帰ることなどできない。この土地にいる事もできない。
ここを出よう。ここで暮らすなどきっと耐える事はできない。父母の土地を離れてここではないどこかに行こう。

夢か、幻か。混乱した思考の中で男にひとつの声が臨んだ。
どこへ行こうというのだ。
「知りません。知ったことではないでしょう。私の勝手です。」
行くあてはあるのか。
「知りません。しかしここに留まる事はできない。」
お前の弟はどこにいるのか。
「知りません。私は弟の番人でしょうか。」
何ということをしたのだ。
「何ということを?」男は激昂した。
「私が何をしたというのですか!?私はただ働いて、生きて生活を営んでいた。なのに何故?何故弟のみが愛されたのですか?あなたがそんな自分勝手な事さえしなければ、私は!私は…」
少しの沈黙の後、再び声があった。
もう一度問おう。お前の弟はどこにいるのか。
「知りません。
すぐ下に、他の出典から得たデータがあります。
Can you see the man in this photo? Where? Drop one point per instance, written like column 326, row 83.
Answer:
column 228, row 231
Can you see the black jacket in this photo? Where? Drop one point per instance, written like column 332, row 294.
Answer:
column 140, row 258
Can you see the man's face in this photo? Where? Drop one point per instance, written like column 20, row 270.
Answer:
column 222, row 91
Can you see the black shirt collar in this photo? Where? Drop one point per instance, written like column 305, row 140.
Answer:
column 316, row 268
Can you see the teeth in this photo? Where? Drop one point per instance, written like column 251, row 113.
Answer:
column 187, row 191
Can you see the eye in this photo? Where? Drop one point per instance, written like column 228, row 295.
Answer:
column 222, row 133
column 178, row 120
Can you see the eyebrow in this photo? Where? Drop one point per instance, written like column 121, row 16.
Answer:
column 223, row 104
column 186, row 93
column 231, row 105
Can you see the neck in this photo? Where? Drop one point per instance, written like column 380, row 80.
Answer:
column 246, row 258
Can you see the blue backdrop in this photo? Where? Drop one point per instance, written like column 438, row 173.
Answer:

」
ならば何故、お前は涙を流しているのか。
男は膝から崩れ落ち、頭を地面に擦り付けた。
もうここにはいられない。弟を殺して埋めた自分は。ましてその責任を誰かに押し付けようとしたどこまでも愚かなる自分は。罪深き1人の人間は彷徨うほか道は無い。いや、その道すらあるのか分からない。出口のない袋小路なのではないだろうか。私はどこにも行けないのではないだろうか。
裁きか。これが我が罪に対する裁きか。
男は泣き叫び天を仰いだ。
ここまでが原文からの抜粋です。